Love is not a word generally associated with Novak Djokovic when watching the world number one on a tennis court, but, according to the man himself, it is what could be the key as he gets set to face Roger Federer in Sunday's Wimbledon final.
A year ago Djokovic ended a run of three defeats in grand slam finals to recapture the Wimbledon title by beating Federer 6-7 (7-9) 6-4 7-6 (7-4) 5-7 6-4 in a five-set epic on Centre Court.
Now the same man stands in the way of the Serbian winning the ninth grand slam of his career in the showpiece at the All England Club.
And Djokovic – who since his 2014 success has got married, won the Australian Open and become a father – feels the positive emotions he has experienced in the last 12 months will play a factor in a mouth-watering contest.
Asked about last year's final with Federer, Djokovic said: "It was a very important match for me to win last year in Wimbledon final because I've lost quite a few grand slam finals.
"You know, I was on the verge to win. Roger came back. We went down the wire in the fifth.
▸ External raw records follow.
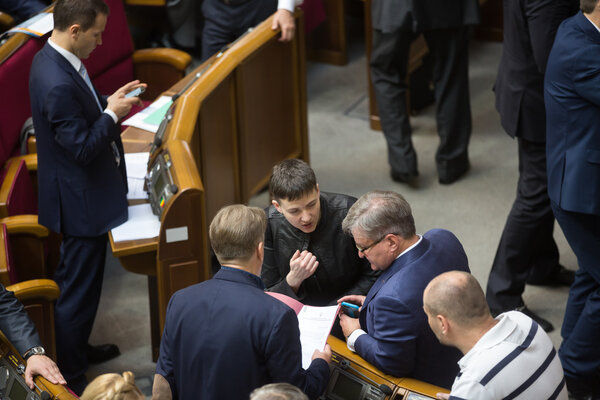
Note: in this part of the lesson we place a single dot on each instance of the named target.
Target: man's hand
(325, 354)
(354, 299)
(284, 20)
(302, 265)
(44, 366)
(348, 324)
(120, 105)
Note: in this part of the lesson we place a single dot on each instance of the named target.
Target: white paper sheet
(136, 189)
(141, 224)
(137, 164)
(315, 324)
(38, 25)
(146, 120)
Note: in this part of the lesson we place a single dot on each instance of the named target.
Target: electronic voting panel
(12, 378)
(352, 378)
(161, 187)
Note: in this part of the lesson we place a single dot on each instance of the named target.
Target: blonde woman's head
(113, 387)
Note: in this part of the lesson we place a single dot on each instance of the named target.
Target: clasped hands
(348, 323)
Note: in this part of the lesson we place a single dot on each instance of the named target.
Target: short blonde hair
(236, 231)
(113, 387)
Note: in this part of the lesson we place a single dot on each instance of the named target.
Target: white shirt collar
(71, 58)
(411, 247)
(595, 26)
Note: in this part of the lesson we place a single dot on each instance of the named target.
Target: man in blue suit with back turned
(81, 172)
(226, 336)
(392, 332)
(572, 97)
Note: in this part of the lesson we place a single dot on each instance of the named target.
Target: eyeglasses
(364, 249)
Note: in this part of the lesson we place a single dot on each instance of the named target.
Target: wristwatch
(34, 351)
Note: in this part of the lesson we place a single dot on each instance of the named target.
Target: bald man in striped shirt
(509, 356)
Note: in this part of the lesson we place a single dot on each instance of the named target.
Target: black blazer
(82, 191)
(15, 322)
(529, 30)
(423, 15)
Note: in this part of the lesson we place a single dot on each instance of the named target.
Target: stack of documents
(137, 165)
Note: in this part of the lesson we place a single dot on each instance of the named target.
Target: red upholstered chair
(110, 66)
(37, 295)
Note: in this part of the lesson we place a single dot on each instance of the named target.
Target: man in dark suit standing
(16, 325)
(392, 332)
(81, 171)
(527, 251)
(445, 27)
(226, 336)
(572, 97)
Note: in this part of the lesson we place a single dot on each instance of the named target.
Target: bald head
(458, 296)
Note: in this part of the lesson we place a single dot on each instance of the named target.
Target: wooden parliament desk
(178, 257)
(232, 118)
(352, 378)
(241, 112)
(12, 380)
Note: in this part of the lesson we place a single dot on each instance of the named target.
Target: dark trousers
(580, 350)
(79, 277)
(389, 64)
(225, 23)
(527, 250)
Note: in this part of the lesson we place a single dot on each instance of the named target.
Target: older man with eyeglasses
(392, 331)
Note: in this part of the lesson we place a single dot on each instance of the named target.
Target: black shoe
(449, 178)
(546, 325)
(560, 277)
(583, 389)
(101, 353)
(402, 177)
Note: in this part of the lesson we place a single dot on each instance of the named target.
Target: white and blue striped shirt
(513, 360)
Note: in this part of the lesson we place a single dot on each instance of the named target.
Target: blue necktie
(86, 78)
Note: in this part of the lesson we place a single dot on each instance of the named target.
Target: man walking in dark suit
(225, 337)
(445, 27)
(527, 251)
(572, 97)
(392, 331)
(81, 171)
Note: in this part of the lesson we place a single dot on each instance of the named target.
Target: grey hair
(378, 213)
(278, 391)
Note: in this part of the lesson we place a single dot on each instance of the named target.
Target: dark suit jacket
(529, 30)
(15, 322)
(341, 271)
(225, 337)
(399, 340)
(82, 192)
(572, 95)
(423, 15)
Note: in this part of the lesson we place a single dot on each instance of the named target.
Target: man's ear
(260, 251)
(444, 324)
(277, 206)
(74, 30)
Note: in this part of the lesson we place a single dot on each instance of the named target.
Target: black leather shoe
(401, 177)
(101, 353)
(546, 325)
(583, 389)
(560, 277)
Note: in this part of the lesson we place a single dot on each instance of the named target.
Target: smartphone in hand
(135, 92)
(350, 309)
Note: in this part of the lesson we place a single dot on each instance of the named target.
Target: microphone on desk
(345, 364)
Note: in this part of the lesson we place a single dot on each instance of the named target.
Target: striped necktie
(83, 72)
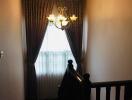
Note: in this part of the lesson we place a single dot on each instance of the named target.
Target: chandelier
(61, 21)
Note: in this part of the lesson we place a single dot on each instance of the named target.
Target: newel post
(86, 87)
(128, 91)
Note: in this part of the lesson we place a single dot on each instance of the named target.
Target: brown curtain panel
(35, 12)
(75, 31)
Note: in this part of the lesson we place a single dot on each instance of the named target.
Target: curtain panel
(75, 31)
(35, 13)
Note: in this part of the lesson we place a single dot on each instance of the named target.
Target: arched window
(51, 63)
(54, 53)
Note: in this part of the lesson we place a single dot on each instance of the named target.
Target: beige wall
(11, 65)
(109, 53)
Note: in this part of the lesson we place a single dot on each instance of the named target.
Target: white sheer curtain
(52, 62)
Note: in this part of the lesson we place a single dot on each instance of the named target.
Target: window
(54, 53)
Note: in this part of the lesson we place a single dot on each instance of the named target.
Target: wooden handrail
(108, 85)
(111, 83)
(77, 87)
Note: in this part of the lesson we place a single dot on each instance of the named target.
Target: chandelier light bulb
(51, 18)
(73, 18)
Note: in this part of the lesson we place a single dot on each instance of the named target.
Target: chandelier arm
(56, 25)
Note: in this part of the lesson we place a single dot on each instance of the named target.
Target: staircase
(77, 87)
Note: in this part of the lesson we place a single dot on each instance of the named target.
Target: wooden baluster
(86, 87)
(128, 92)
(108, 90)
(117, 97)
(98, 89)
"To win that match in five sets against Roger on grass was definitely something that gave me a lot of confidence. Few days after that, I got married.
"That was more than a few things that happened in a positive way in my life. Of course, I became a father as well, entered a new dimension of joy and happiness and love.
"I'm trying to stay on that wave as much as I can and hopefully I can do well on Sunday."
Djokovic is perhaps the only player in world tennis who presents a more fearsome challenge than Federer, who heads into the match having shown that age is just a number for the 33-year-old with a flawless performance in the semi-final with 2013 champion Andy Murray.
Having lost just one break of serve in the entire tournament, Federer once again has the air of invincibility he has possessed for much of a storied career that has seen him win 17 grand slam titles, with seven coming at Wimbledon.
Federer's progress has been nothing short of serene, but the Swiss is all too aware that the final is likely to be anything but comfortable.
"It's great to play Novak anywhere these days, you know, because he's a great player," Federer said. "He's had great success, unbelievable success actually, throughout his career.
"But especially now the last few years, he's been unbelievably dominant, especially on the hard courts, then he improved on the grass. On the clay, he's one of the best, if not the best.
"He's become very match tough. He always shows up. It's tough to beat him. I need to keep it [my level] up for one more match to really make it the perfect couple of weeks."